By fiscal 2013, Rep. Dennis Ross (R-Fla.) proposes reducing travel budgets across the government by 50 percent of 2012 levels. By fiscal 2015, federal travel budgets for all agencies would be cut 75 percent of 2012 levels.

“[S]pending $15 billion a year on travel is a luxury that is both no longer necessary and no longer affordable,” Ross said during a floor statement.

Ross’s proposal comes three weeks after revelations of an $800,000 conference thrown by the General Services Administration in 2010. That conference included more than $340,000 in travel spending, according to figures obtained by the GSA inspector general.

Federal travel costs were under scrutiny long before the GSA conference scandal, however. The 2010 debt reduction commission suggested that agencies rely more on teleconferencing to contain travel costs, which had grown 56 percent between 2001 and 2006.

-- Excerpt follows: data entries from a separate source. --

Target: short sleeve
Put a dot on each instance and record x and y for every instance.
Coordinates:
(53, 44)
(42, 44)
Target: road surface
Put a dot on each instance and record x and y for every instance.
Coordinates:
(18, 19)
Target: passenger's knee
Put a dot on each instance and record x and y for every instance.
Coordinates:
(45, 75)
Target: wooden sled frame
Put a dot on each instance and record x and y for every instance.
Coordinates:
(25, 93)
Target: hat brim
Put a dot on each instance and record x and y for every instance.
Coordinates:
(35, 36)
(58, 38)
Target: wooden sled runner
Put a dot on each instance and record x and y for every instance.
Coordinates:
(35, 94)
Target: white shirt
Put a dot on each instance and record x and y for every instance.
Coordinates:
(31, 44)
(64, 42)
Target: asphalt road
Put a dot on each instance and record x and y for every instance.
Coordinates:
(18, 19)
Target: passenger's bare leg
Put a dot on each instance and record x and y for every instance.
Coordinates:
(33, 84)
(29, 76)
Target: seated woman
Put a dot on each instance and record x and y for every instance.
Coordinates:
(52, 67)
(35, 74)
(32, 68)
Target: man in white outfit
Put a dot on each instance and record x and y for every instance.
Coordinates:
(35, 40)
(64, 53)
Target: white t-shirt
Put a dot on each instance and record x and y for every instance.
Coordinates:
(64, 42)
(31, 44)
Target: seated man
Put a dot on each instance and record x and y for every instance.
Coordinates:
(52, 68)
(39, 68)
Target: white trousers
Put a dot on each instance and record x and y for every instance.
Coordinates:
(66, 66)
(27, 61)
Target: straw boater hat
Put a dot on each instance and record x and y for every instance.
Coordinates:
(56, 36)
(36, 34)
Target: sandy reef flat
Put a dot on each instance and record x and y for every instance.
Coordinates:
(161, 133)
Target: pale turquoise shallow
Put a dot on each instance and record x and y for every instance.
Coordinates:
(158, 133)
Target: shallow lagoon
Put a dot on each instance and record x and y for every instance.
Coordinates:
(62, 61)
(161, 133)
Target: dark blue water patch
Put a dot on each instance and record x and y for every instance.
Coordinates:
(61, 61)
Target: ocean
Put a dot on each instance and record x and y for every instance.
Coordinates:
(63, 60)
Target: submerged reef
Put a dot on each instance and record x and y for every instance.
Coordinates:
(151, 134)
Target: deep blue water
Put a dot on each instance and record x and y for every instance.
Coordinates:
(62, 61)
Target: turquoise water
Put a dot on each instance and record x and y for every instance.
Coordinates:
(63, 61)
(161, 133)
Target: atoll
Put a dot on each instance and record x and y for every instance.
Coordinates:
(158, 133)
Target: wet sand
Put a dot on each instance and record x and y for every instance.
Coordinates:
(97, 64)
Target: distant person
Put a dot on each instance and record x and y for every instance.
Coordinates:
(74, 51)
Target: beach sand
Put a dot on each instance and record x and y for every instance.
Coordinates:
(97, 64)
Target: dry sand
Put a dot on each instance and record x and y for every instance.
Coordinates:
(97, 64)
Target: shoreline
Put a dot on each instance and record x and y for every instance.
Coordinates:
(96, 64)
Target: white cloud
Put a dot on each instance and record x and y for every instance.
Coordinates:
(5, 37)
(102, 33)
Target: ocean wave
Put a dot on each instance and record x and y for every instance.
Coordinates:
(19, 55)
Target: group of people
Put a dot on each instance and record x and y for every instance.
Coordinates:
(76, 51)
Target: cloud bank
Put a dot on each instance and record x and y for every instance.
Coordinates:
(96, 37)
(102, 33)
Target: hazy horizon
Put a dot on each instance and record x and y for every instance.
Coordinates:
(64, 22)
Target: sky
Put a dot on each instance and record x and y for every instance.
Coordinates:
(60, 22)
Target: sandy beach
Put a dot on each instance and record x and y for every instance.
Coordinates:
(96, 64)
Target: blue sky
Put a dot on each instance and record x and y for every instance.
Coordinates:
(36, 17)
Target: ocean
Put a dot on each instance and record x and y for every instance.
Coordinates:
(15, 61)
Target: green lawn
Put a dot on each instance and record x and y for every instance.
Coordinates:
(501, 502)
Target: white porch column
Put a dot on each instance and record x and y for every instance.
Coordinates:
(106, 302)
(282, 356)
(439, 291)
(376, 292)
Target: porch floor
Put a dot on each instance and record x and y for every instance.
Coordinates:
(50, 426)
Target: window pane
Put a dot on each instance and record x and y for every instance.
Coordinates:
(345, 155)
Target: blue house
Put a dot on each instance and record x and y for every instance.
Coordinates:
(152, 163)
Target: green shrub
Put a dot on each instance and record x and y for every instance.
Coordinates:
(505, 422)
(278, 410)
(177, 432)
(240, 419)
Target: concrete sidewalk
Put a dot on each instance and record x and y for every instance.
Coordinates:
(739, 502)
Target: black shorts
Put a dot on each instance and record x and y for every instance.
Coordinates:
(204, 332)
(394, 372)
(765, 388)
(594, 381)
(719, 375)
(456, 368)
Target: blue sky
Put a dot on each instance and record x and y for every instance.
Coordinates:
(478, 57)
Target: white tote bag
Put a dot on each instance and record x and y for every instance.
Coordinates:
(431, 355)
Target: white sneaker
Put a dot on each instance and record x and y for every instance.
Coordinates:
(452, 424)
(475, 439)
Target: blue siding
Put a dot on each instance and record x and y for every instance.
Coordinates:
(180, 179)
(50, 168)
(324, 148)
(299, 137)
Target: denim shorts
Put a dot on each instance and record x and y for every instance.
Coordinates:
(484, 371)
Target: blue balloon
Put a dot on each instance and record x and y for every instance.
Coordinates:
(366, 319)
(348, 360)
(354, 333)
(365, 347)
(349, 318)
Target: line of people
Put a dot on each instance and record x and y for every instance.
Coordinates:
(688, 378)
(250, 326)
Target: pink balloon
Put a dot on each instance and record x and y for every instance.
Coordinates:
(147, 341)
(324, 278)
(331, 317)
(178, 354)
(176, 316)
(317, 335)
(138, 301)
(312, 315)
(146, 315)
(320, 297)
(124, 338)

In November, President Obama issued an executive order that required federal agencies to decrease travel and conference spending. Obama advised that travel should only occur when a duty could not be performed in the office, such as diplomatic work or enforcement inspections.

In August, Sens. Orrin Hatch (R-Utah) and Tom Coburn (R-Okla.) co-sponsored a sweeping debt-reduction bill that proposed cutting federal travel spending by 75 percent. The bill was referred to the Homeland Security and Government affairs Committee.

Three bills introduced last week proposed slashing funding for government conferences.